OSAKA, Japon — Le premier ministre Justin Trudeau est arrivé jeudi à Osaka, au Japon, pour le sommet des dirigeants du G20, au moment où on apprenait que deux avions de combat chinois avaient «frôlé» un navire de guerre canadien en eaux internationales dans la mer de Chine orientale, plus tôt ce mois-ci.

M. Trudeau espère que le sommet d’Osaka permettra de réaliser des progrès — ou, du moins, d’obtenir le soutien d’autres pays — dans les différends entre Ottawa et Pékin concernant les produits agricoles et l’arrestation par la Chine de deux Canadiens, en représailles apparentes de l’arrestation à Vancouver d’une dirigeante de Huawei, à la demande des États-Unis.

Aucune rencontre n’est prévue entre M. Trudeau et le président chinois lors du sommet du G20, mais Donald Trump, lui, aura son tête-à-tête avec Xi Jinping. Lors d’une rencontre avec le premier ministre Trudeau à la Maison-Blanche jeudi dernier, le président américain s’est engagé à évoquer la détention des Canadiens Michael Kovrig et Michael Spavor pendant cet entretien bilatéral.

M. Trudeau s’appuiera par ailleurs sur des alliés qui se sont déjà prononcés sur la détention des deux Canadiens, dont la France, le Royaume-Uni, l’Allemagne et l’Espagne. Le premier ministre rencontrera vendredi des partenaires européens pour discuter de toute une série d’enjeux, notamment les changements climatiques, mais la question diplomatique avec la Chine devrait certainement être soulevée.

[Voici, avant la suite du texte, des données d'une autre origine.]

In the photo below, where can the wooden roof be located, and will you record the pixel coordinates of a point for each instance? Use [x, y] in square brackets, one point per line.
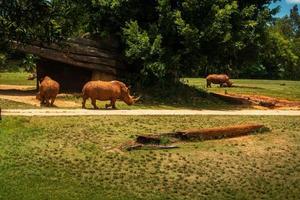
[80, 52]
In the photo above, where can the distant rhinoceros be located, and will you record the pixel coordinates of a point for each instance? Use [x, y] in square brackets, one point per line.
[106, 90]
[221, 79]
[48, 89]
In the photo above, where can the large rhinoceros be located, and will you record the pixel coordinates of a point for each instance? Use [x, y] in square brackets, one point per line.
[221, 79]
[106, 90]
[48, 89]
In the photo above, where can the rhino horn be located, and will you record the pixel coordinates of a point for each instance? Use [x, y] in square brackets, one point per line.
[135, 99]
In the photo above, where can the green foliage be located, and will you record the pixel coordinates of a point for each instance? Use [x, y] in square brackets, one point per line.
[29, 63]
[167, 39]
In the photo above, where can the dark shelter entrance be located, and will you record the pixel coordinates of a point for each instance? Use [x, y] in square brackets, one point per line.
[70, 78]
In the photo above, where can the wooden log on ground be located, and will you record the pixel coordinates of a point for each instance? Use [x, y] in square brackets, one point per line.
[148, 139]
[219, 132]
[149, 147]
[230, 99]
[62, 57]
[267, 104]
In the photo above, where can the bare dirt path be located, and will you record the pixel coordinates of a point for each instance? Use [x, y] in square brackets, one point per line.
[83, 112]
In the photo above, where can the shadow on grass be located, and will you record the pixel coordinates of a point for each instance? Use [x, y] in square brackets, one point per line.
[17, 92]
[182, 96]
[247, 87]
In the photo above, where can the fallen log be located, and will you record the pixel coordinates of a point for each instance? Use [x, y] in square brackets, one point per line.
[231, 99]
[149, 147]
[202, 134]
[63, 57]
[219, 132]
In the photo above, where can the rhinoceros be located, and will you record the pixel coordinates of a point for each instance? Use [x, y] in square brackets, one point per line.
[107, 90]
[48, 89]
[221, 79]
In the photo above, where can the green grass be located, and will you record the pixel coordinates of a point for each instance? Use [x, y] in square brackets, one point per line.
[16, 78]
[75, 158]
[273, 88]
[181, 96]
[7, 104]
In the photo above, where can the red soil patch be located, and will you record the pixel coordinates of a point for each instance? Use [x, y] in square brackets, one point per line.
[259, 101]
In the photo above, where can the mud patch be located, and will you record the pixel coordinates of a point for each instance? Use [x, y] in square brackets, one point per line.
[259, 101]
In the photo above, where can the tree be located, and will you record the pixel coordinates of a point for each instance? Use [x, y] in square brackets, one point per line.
[161, 39]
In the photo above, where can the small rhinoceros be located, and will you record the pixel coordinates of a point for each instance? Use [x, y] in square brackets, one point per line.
[106, 90]
[221, 79]
[48, 89]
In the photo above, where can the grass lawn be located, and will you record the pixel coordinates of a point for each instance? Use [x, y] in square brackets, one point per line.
[74, 158]
[274, 88]
[7, 104]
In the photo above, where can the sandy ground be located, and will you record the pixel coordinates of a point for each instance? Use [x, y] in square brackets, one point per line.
[84, 112]
[26, 94]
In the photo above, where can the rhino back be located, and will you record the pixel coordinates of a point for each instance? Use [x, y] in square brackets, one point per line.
[101, 90]
[217, 78]
[49, 87]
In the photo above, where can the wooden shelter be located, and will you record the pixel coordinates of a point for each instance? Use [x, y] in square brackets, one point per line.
[76, 61]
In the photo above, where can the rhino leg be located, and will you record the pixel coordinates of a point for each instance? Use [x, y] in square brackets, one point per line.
[47, 102]
[84, 98]
[208, 84]
[112, 104]
[94, 104]
[52, 101]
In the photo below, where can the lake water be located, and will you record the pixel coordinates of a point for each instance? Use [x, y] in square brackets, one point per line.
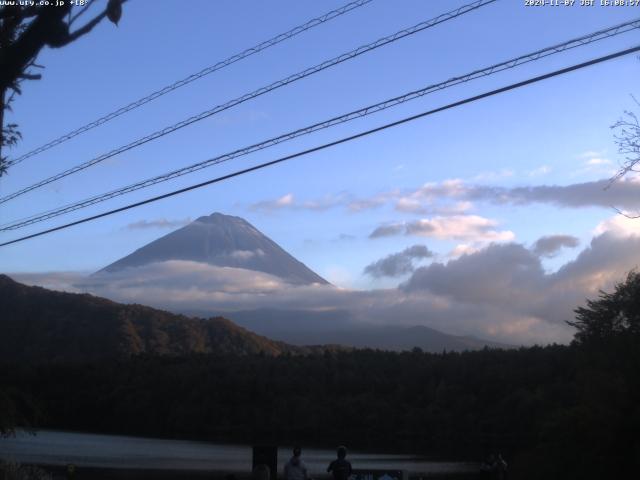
[112, 451]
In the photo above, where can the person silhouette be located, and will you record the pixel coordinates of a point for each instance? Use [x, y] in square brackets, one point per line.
[340, 467]
[295, 469]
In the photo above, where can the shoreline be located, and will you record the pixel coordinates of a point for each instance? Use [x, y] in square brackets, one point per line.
[58, 472]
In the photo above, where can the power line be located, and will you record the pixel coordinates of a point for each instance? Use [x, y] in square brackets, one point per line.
[196, 76]
[512, 63]
[512, 86]
[261, 91]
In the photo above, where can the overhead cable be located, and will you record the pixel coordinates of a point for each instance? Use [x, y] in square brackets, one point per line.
[222, 178]
[389, 103]
[193, 77]
[261, 91]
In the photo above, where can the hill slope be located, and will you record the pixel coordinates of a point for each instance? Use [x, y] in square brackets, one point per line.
[224, 241]
[43, 325]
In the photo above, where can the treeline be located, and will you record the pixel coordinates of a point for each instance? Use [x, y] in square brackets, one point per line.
[558, 411]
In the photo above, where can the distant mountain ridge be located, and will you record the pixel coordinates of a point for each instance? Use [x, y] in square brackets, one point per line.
[37, 324]
[224, 241]
[337, 327]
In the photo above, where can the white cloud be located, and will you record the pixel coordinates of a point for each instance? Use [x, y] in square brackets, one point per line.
[398, 264]
[158, 223]
[500, 292]
[459, 227]
[271, 205]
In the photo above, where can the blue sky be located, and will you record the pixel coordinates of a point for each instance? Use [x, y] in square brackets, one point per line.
[553, 133]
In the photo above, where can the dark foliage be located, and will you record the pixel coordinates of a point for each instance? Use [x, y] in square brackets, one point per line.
[37, 324]
[613, 316]
[554, 412]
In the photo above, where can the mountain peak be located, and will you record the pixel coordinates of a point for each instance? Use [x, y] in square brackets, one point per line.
[224, 241]
[217, 217]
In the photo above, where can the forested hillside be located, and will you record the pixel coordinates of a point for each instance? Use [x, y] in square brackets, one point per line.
[37, 324]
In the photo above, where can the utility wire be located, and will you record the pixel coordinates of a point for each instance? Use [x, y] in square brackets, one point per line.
[196, 76]
[512, 86]
[261, 91]
[512, 63]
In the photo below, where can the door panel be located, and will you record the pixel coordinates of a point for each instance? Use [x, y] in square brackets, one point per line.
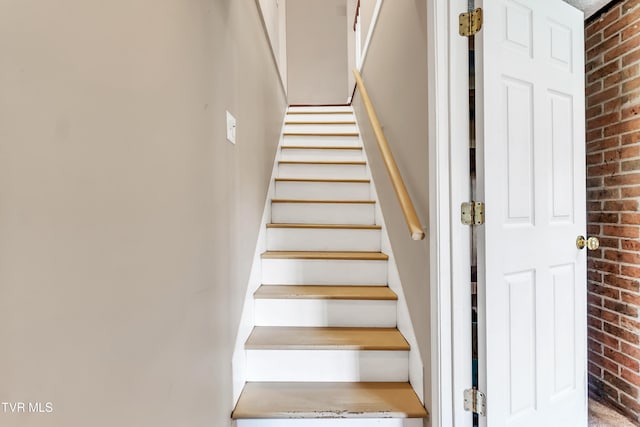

L’incident en mer a été rapporté par Matthew Fisher, de l’Institut canadien des affaires mondiales, qui était à bord du NCSM Regina le 24 juin lorsque les deux chasseurs chinois ont survolé la frégate canadienne à moins de 300 mètres.

Le ministère de la Défense nationale a déclaré que le Regina et le navire de ravitaillement Astérix faisaient alors route en eaux internationales, du Vietnam vers la côte nord-coréenne, dans le cadre de l’«opération Neon» visant à appuyer la mise en oeuvre des sanctions de l’ONU imposées à la Corée du Nord. Ce trajet prévoyait un passage dans le détroit qui sépare la Chine continentale de Taïwan.

«Pas provocateur»

Le ministère de la Défense a confirmé le survol dans une déclaration transmise par courriel, précisant que l’incident «n’était pas provocateur, dangereux ou inattendu compte tenu de la proximité de la zone de l’opération Neon avec la Chine».

Des navires de la marine chinoise ont également suivi les navires canadiens, a précisé le ministère, et un laser a été pointé sur un hélicoptère canadien.

«Cela provenait d’un bateau de pêche», a déclaré le ministère au sujet du laser. «Personne n’a été blessé lors de cet incident et l’aéronef n’a pas été endommagé.»

Adam MacDonald, directeur adjoint du Centre d’études sur la sécurité et le développement à l’Université Dalhousie, de Halifax, prédit que de tels incidents deviendront de plus en plus fréquents à mesure que le Canada augmentera sa présence militaire en Asie et que la Chine tentera d’exercer un contrôle accru sur la région.

L’incident en mer de Chine orientale représente une nouvelle escarmouche dans les relations déjà tendues entre le Canada et la Chine, qui occupera une place centrale à Osaka au cours des deux prochains jours.

Avant le sommet du G20, certains experts estimaient que le Canada pourrait profiter de ce forum pour parler à d’autres dirigeants qui sont confrontés à des défis similaires avec la Chine.

«Il est dans l’intérêt des États-Unis et de nombreux autres pays de voir la Chine renoncer à cette diplomatie des otages et de l’intimidation», a soutenu l’ancien ambassadeur du Canada en Chine David Mulroney.